Sample		Rbulk (Ω)	RGB (Ω)	RCT + SEI (Ω)
After 50th cycle	3 wt% CB	27.4	56.8	250.8
	5 wt% CB	33.9	56.0	286.8
	7 wt% CB	43.3	59.9	399.5

). Considering the analysis of the composite morphology from the SEM analysis in Figure 1, it was determined that an excessive amount of nano-sized conductive additives within the composite tended to be located between SE and cathode materials, leading to an increase in interfacial resistance. Additionally, an increase in the solid electrolyte interface layer, due to the side reactions between the CB and the solid electrolyte, was attributed to the interfacial resistance encompassed by R_CT+SEI.

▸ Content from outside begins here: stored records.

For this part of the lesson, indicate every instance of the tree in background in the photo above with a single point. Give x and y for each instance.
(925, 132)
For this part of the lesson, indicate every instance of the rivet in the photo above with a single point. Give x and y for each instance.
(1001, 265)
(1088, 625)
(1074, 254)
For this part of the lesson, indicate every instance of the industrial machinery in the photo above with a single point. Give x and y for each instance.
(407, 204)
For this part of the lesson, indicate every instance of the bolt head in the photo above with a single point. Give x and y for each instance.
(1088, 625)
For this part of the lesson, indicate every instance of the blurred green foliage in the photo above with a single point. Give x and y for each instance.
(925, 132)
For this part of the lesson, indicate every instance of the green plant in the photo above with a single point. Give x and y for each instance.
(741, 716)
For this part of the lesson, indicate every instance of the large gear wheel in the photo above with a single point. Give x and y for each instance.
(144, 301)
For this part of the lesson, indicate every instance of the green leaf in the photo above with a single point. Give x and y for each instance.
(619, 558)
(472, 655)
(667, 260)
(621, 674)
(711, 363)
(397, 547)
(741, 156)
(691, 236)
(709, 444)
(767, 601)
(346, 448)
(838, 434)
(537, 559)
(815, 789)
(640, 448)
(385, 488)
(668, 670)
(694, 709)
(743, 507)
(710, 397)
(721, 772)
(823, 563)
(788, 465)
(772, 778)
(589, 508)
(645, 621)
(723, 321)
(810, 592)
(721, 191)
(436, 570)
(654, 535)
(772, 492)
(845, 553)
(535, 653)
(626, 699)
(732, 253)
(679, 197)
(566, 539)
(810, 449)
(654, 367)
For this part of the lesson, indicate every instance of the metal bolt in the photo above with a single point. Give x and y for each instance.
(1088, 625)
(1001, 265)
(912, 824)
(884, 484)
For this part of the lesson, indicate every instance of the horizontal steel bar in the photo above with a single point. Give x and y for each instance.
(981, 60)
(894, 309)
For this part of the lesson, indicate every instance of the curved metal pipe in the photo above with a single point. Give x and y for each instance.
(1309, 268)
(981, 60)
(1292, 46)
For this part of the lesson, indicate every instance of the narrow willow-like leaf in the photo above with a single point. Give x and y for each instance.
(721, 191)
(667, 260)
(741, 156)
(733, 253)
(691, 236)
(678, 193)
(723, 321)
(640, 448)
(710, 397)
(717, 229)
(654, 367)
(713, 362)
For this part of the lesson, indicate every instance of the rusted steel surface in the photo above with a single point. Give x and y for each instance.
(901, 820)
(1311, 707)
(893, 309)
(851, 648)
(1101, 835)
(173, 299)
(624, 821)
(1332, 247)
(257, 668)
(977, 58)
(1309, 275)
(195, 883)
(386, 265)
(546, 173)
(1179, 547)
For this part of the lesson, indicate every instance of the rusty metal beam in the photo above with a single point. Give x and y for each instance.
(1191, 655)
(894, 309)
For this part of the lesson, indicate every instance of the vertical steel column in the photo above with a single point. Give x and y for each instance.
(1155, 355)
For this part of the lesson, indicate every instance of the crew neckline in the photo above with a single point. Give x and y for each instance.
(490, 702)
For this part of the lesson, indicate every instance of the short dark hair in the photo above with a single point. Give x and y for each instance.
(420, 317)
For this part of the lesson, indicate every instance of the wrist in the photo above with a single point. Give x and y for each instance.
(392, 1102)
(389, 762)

To investigate the difference in cycling performance attributed to the increased interfacial resistance at the SE–cathode interface, the 0.5 C charge–discharge profiles were examined. Among the composites with 3 and 5 wt% CB, the cycle evaluation profiles appeared relatively similar (Figure 5a,b), whereas the composites fabricated with 7 wt% CB exhibited distinctive variations in the profile (Figure 5c). The composite with 7 wt% CB showed a distinguishably larger polarization at the initial point of discharge and exhibited larger overpotential during the cycling compared to those composites prepared with 3 or 5 wt% CB, as indicated by the long constant-voltage (CV) charge stage. This long CV stage is typically associated with large internal resistance, which can be attributed to electrical network or large ionic interfacial resistance [21,43]. This long CV state typically corresponds to a poor CE, as evidenced in Table S2, with 3 wt% CB, 5 wt% CB, and 7 wt% CB having average CEs of 95.95%, 96.15%, and 94.68%, respectively. Additionally, the IR drop exhibited at the point of discharge can also be a significant indicator of increased internal resistance in the charged state [44,45]. Since the 7 wt% CB cell had the most conductive additive present in the cathode composite, it is unlikely that this would have occurred due to a large electrical resistance, so it is more likely that this could be attributed to ionic resistance arising from the distribution of the CB and the degraded solid electrolyte. The increased interfacial resistance caused by the positioning of CB between the SE and cathode materials evidently accelerated cell degradation, particularly at the higher C-rate where ionic conductivity becomes a major limitation [46].

4. Conclusions

In conclusion, this study examined the distribution of a nano-sized conductive material, CB, within the ASSLB cathode composite and assessed the electrochemical performance by altering the CB ratio in the composite. Composites with 3, 5, and 7 wt% of CB were considered, along with 70%, 68%, and 66% of the cathode materials, respectively. In all cases, the total weight percentage of the conductive materials and cathode materials remained at 73%, with the remaining 27% was composed of solid electrolyte. The results of electrochemical analysis indicated that composites with 3% and 5% CB exhibited similar electrochemical performance. However, the composite containing 7% CB exhibited a noticeable decline in cycle stability over 50 cycles. Although the increase in CB content, in the case of the composite with 7 wt% CB, led to enhanced electrical conductivity in the composite, it also resulted in a higher quantity of CB situated between the SE and cathode active materials, thereby increasing the interfacial resistance at the SE–cathode interface (Figure 6 and Figure S4). As a result, significant overpotential and polarization were observed during the 50-cycle charge–discharge process. These findings suggest that an excessive amount of nano-sized CB conductive material can affect the interfacial resistance between the SE and cathode active material, ultimately leading to a decrease in electrical performance.